Tim braved the freezing rain at Southington High School to watch Casey, now 31, run in the mud in 2006.

Tim was there three years later when Cody, now 29, helped Cheshire beat Southington 24-11 en route to the 2009 Class LL state championship.

And he watched with his father and mother in 2007 when the younger Brian (33) and the Rams upset the Blue Knights 35-19.

Now it’s his turn.

“I can’t wait,” said Tim. “I’ve had this (day) marked since I was born.

“(The Apple Valley Classic) is one my favorite things every year; now I get to play in the game. It’s pretty cool,” Nugent continued. “I remember going to (my brothers’) games. I was pretty young, so I don’t remember specifics, but I can remember the atmosphere.

“I remember how crazy it was to have thousands of people on a holiday morning come and watch high school kids play football.”

Alongside Tim for every Apple Valley Classic since he was born in May of 2006 has been his mother, Kiki, who will sit in Southington High School’s Fontana Field stands once more on Thursday.

“Without a doubt, it’s bittersweet,” Kiki said. “I was just kind of along for the ride with the older boys, watching them go through the ranks. Now, it’s kind of unreal that it’s Timothy.

“I remember the boys going to the pasta dinners and the away games and shaving their hair for Thanksgiving … now, it’s Timothy. He’s been up on that turf since he was born, literally.”

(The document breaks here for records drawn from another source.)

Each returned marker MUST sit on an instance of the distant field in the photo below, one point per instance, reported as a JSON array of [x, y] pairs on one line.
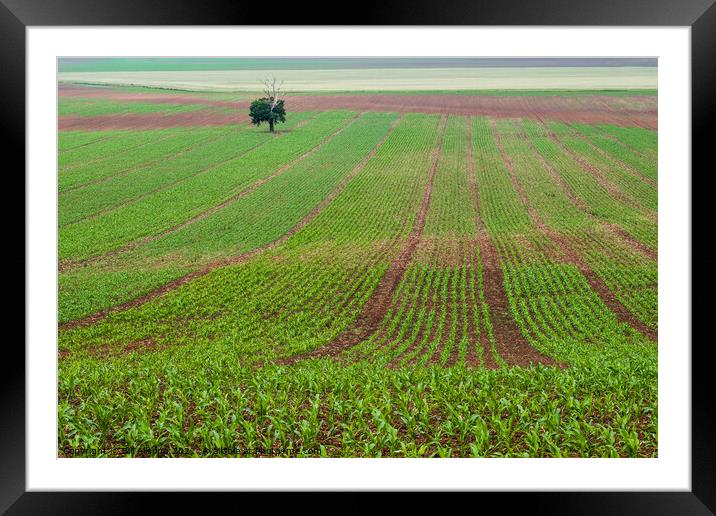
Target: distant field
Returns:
[[477, 281], [380, 79]]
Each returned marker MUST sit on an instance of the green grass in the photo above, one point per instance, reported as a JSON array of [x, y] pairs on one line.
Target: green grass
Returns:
[[194, 372], [102, 107]]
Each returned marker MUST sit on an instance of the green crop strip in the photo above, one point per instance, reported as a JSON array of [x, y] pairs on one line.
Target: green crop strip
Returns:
[[103, 107], [206, 155], [172, 206]]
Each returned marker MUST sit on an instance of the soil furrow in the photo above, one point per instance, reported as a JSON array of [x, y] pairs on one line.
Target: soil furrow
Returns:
[[375, 309], [483, 243]]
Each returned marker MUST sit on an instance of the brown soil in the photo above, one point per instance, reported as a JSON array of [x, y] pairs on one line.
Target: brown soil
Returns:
[[569, 254], [173, 285], [589, 109], [375, 309]]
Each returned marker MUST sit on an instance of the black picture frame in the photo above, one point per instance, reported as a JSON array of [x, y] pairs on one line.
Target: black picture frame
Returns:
[[700, 15]]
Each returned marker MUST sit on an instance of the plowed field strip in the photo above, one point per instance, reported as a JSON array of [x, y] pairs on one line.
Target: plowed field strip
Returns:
[[571, 256], [375, 309], [614, 159], [483, 244], [67, 264], [86, 321], [590, 109], [511, 345], [613, 190], [629, 240]]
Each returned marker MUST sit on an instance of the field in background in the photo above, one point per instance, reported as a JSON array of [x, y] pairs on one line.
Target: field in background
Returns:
[[445, 278], [370, 79]]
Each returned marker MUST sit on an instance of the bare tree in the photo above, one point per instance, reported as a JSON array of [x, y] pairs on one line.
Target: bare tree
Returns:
[[270, 108], [272, 89]]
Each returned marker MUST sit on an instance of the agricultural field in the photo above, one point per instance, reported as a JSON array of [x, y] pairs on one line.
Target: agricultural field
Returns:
[[392, 274]]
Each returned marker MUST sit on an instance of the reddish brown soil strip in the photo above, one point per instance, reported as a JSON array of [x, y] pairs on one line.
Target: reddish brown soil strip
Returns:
[[138, 121], [615, 160], [375, 309], [634, 244], [572, 257], [173, 285], [588, 109], [70, 264], [484, 244]]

Tim may be the fifth Nugent to play in the Apple Classic, but he has the distinction of being the only Nugent coached by their father.

Brian Nugent was an All-State linebacker at West Haven High School and was inducted into the University of New Haven Hall of Fame.

His impact on Cheshire football was at the youth level. While Brian Nugent coached at the university, he opted not to coach his sons in high school.

Terry Palmer was the man who recruited Brian Nugent to coach a youth team. That team just happened to be the fourth-grade team Tim was on.

“As a player, he accomplished quite a bit (on the field); everybody knew who Brian Nugent was,” Palmer said. “But as a coach, what I loved about Brian was, as tough as he was, he was so calming with the kids. That toughness never came across to the kids.

“In youth sports, the worst thing you can get is a coach who is a lunatic. Brian just had that calming, firm, encouraging voice. The kids just loved Brian,” added Palmer.

When Brian passed in 2014, Cheshire head coach Don Drust had his team attend Brian’s wake.

“He was a good guy to coach football at the youth level,” Tim recalls. “Yeah, we took it seriously, but we were just kids. He wanted to make it fun for the kids as well.”

“In regards to Brian, he was always known to be being firm, but fair. He taught fundamentals, but he wanted the kids to have fun,” Kiki Nugent added.

Win or lose Thursday, Tim will remember his father’s advice and “have fun” playing in the Apple Valley Classic — just as his oldest brother did 22 years ago and the three other brothers who followed.

“It’s nice to see how much Tim enjoys (football), how much it’s part of his life,” said the 39-year-old Dan Nugent, who still lives in Cheshire. “We are excited to go Thursday (and see Tim play).”